Peran Serikat dalam perusahaan
Mengutip SK Gubernur tersebut, UMP merupakan upah bulanan terendah bagi para pekerja di DIY, yang terdiri upah pokok termasuk tunjangan tetap. UMP DIY berlaku bagi pekerja berstatus tetap, tidak tetap, harian lepas dan masa percobaan dan hanya berlaku bagi pekerja yang mempunyai masa kerja kurang dari 1 tahun. Juga diatur bahwa bagi pekerja dengan masa kerja satu tahun atau lebih, maka peninjauan besarnya upah dilakukan melalui kesepakatan tertulis antara pekerja/buruh atau Serikat Pekerja/Serikat Buruh dengan pengusaha secara Bipartit.
Maka, peran serikat dalam meningkatkan ataupun menaikkan UMP dengan melakukan negosiasi dengan pengusaha dapat di lakukan dengan baik. Serikat adalah alat untuk memperjuangkan hak-hak buruh/pekerja, mulai dari negosiasi tentang upah dan sampai tunjangan dan jaminan lainnya.
Paradigma upah rendah dijadikan landasan atas nama peningkatan investasi dan pertumbuhan ekonomi di DIY. Alasan tersebut ternyata salah kaprah, karena tidak masuknya investor ke DIY lebih disebabkan oleh birokrasi dan adanya praktik ekonomi biaya tinggi. Karena pada dasarnya persoalan yang paling dikeluhkan pengusaha/investor terutama pada adanya: ketidakstabilan makro ekonomi; ketidakpastian kebijakan; korupsi pemerintah lokal dan pusat; pajak; biaya tinggi; tidak adanya kepastian hukum.
Padahal kalau pemerintah memiliki keberanian dalam menetapkan kebijakan pengupahan yang sesuai KHL, secara otomatis akan berdampak terhadap meningkatnya pertumbuhan ekonomi riil di DIY. Karena dengan meningkatnya upah yang diterima oleh buruh akan mempengaruhi peningkatan daya beli masyarakat, dan seiring dengan daya beli masyarakat yang meningkat maka sektor-sektor ekonomi riil semakin bergairah. Artinya, pertumbuhan ekonomi akan semakin mengalami peningkatan.[]

1 komentar:

Blog Watcher mengatakan...

DERITA KAUM BURUH



Melambung nya harga kebutuhan pokok menjelang ramadhan, membuat nasib buruh semakin kelimpungan. Gaji Rp.800.000-Rp.900.000 per bulan (rata-rata UMK Surabaya) hanya cukup untuk kebutuhan berbuka puasa dan makan sahur. Bayangkan bila buruh sudah berkeluarga dan memiliki anak, Untuk kebutuhan makan sehari-hari aja pas-pasan, belum lagi untuk kebutuhan anak, istri saat lebaran. Semua harga kebutuhan pokok naik hampir 50%, Betapa menderitanya nasib kaum buruh.

**********

Meminta kenaikan UMK pada saat-saat ini jelas suatu hal yang mustahil, berdemonstrasi, mogok kerja atau ngeluruk kantor dewan pasti hanya menimbulkan keributan tanpa hasil, atau bisa-bisa malah digebuki Satpol PP.
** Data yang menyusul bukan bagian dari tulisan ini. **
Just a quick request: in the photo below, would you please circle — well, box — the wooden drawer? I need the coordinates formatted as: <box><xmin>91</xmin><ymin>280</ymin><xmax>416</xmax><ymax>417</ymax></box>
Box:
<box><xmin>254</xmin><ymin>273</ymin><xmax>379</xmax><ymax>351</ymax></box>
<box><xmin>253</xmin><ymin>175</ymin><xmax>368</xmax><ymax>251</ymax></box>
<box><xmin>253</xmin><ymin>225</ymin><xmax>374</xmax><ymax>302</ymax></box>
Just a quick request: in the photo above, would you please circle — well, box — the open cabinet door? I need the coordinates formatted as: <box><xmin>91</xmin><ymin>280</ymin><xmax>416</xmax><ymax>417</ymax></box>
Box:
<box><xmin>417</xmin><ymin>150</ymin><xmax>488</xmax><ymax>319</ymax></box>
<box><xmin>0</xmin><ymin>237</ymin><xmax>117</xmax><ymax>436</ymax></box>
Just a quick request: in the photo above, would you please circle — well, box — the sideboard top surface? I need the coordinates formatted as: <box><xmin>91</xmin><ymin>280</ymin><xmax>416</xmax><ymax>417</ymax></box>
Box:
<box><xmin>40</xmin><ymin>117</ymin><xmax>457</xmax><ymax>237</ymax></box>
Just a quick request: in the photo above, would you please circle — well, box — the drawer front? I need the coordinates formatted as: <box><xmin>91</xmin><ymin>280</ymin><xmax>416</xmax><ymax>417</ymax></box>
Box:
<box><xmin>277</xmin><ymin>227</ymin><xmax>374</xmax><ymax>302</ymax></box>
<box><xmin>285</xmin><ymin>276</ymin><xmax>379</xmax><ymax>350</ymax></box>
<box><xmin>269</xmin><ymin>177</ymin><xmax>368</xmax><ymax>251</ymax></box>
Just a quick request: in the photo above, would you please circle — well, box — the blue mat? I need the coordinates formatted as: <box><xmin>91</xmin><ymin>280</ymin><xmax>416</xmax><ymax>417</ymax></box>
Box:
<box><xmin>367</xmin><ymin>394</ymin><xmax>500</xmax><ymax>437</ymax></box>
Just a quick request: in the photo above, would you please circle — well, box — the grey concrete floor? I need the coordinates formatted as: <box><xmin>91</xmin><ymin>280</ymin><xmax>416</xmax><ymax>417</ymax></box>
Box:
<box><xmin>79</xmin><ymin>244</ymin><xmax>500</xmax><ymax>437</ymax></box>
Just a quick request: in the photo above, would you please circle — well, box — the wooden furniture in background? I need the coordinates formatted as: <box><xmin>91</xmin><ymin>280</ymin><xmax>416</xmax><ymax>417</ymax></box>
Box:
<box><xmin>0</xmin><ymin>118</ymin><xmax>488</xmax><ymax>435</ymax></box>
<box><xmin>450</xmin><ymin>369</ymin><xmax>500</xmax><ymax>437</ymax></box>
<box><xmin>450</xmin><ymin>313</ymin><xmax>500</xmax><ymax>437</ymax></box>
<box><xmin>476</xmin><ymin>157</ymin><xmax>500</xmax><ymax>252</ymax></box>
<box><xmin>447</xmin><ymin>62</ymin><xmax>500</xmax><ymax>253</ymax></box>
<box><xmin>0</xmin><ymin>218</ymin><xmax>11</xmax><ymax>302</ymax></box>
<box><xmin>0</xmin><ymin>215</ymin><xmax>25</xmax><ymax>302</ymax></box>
THR (Tunjangan Hari Raya) yang selama ini menjadi kado hiburan bagi buruh sengaja di kebiri pemerintah. UU No 14/1969 tentang pemberian THR telah di cabut oleh UU No 13/2003 yang tidak mengatur tentang pemberian THR. Undang-undang yang di buat sama sekali tidak memihak kepantingan kaum buruh. Atas dasar Undang-Undang inilah pengusaha selalu berkelit dalam pemberian THR.

Sedangkan UU No 13 tahun 2003 tentang ketenagakerjaan, lebih memihak kepentingan investor asing dan Bank Dunia. Landasan formal seluruh aturan perundangan ini memperlemah posisi tawar buruh di bidang upah, kepastian kerja tetap, tunjangan dan hak normatif, hilangnya kesempatan kerja, partisipasi demokratis Dewan Pengupahan, dan konflik hubungan industrial. Pada prinsipnya Undang-Undang ini merupakan kepanjangan dari kapitalisme (pengusaha).

Selain masalah gaji rendah, pemberian THR, Undang-Undang yang tidak memihak kepentingan kaum buruh, derita kaum buruh seakan bertambah lengkap kala dihadapan pada standar keselamatan kerja yg buruk. Dari data pada tahun 2001 hingga 2008, di Indonesia rata-rata terjadi 50.000 kecalakaan kerja pertahun. Dari data itu, 440 kecelakaan kerja terjadi tiap hari nya, 7 buruh tewas tiap 24jam, dan 43 lainnya cacat. Standar keselamatan kerja di Indonesia paling buruk di kawasan Asia Tenggara.

Tidak heran jika ada yang menyebut, kaum buruh hanyalah korban dosa terstuktur dari dari kapitalisme global.